My first big cheer is for the report’s explicit declaration of humility in the face of complexity.  Those involved have undeniably a very high level of technical sophistication.  There’s no doubt they can generate enough regressions to fill many volumes, but they acknowledge that getting clear correlations that make sense, let alone causal relations, is often beyond them.  The report recognises that the black box of education remains largely impervious even to the heaviest of methodological firepower.  “We really don’t understand …the complex mix of inputs – family, community and learning – that lead to skills and temperaments.”

For me, this declaration of the need for humility is a major advance.  It should open the way to a more rounded approach, which seeks a variety of kinds of evidence, and which broadens the scope of educational research.  Too many studies use overelaborate methodologies to give spuriously precise results.   (The report does in the end come up with a single global ordering of education systems;  it’s not being too  cynical if I say that this may have been partly for the undeniable power such tables have to gain media coverage…)

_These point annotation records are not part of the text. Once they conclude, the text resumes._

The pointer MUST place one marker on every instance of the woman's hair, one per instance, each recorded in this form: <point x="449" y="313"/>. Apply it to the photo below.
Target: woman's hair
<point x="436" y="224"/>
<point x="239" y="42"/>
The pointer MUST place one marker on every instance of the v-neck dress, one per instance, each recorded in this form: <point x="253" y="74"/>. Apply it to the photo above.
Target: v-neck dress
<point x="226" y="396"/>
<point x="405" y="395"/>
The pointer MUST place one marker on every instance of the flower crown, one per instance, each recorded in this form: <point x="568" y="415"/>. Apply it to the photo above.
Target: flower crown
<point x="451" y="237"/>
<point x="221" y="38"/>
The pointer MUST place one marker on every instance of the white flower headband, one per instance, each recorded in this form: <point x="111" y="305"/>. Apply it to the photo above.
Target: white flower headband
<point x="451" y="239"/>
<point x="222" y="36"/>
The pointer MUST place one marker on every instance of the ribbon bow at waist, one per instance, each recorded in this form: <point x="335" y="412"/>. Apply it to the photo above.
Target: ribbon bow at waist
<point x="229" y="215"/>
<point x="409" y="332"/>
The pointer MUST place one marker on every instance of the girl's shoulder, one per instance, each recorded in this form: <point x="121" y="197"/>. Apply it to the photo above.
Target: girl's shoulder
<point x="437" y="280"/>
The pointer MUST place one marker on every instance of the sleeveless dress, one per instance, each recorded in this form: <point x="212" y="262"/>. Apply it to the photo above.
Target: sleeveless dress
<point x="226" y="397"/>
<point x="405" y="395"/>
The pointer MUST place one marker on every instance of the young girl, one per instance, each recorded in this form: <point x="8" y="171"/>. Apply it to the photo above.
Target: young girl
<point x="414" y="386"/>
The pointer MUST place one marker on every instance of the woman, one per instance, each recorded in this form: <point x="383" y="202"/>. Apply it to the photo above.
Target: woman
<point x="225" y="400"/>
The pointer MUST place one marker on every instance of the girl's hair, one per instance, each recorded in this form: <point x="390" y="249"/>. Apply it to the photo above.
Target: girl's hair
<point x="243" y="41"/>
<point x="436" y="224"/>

I should declare an interest here. I’ve worked for two spells of 4 years each at the OECD’s Centre for Educational Research and Innovation.  OECD specialises in comparative analysis,  and does a pretty good job in both building and using educational statistics for this purpose.   I’m proud of much of the work that it does.  But these statistics can be misused, internally and externally.    A typical example is the way the figures for educational expenditure are taken and used as political cudgels, without any examination of how expenditure is used.

So a second big cheer is that the Learning Curve puts due emphasis on outcomes from education rather than inputs to it.   The outcomes may be cognitive skills, but also wider outcomes such as employment or health.   This is where our real focus should be, not on how much is spent (relevant though that is).   At CERI we launched a project focussed exactly on the social outcomes of learning which still continues (sadly not referenced in the LC report).  It was a huge challenge to balance the measurable with the meaningful, given the complexity of the links between learning and social outcomes such as better health or more active citizenship.

A third cheer is the way the report stresses the long-term nature of change in education.  There will rarely be quick results from educational reform, so it makes sense to have longer-term strategy – politicians please note.

And this leads us to the double connection from the Learning Curve to the Paula Principle.  It’s not an immediately obvious one, since the report mentions gender only in passing (not surprisingly in such a broad overview).   First, the PP is all about the connections  (or the lack of connection) between educational performance and  outcomes.  It asks how and why girls’ and women’s superior educational performance doesn’t show up as clearly as it should in the workplace.   Simplistic messages about higher skills leading  to  greater productivity and income (for individuals and countries) do not hold up well in the face of the evidence.  This is exactly the message from the Learning Curve.

Secondly,  the Learning Curve rightly suggests that we need long time horizons:  to plan change, to implement it and to see the results.  One of my themes in the PP is that we need to have a realistic idea about the lags which occur between one change and another – and to decide what is an acceptable lag and an excessive one.  Girls have been outperforming boys now for over 20 years in schools, and for 12-15 years in higher education.  We see some effects from  this, in initial salaries.  But  we don’t see it sustained into the mid-careers of women and men, and beyond.

I very much hope that the Learning Curve people will pick up on the PP.  They will surely have gender as a focus since they deal with countries where ensuring the schooling of girls is still a major issue.  But I hope they will include gender as a central dimension when it comes to measuring the outcomes of education, not just on girls’ participation in school and college.  If they do, it will call for another basic shift, towards the black box of the workplace.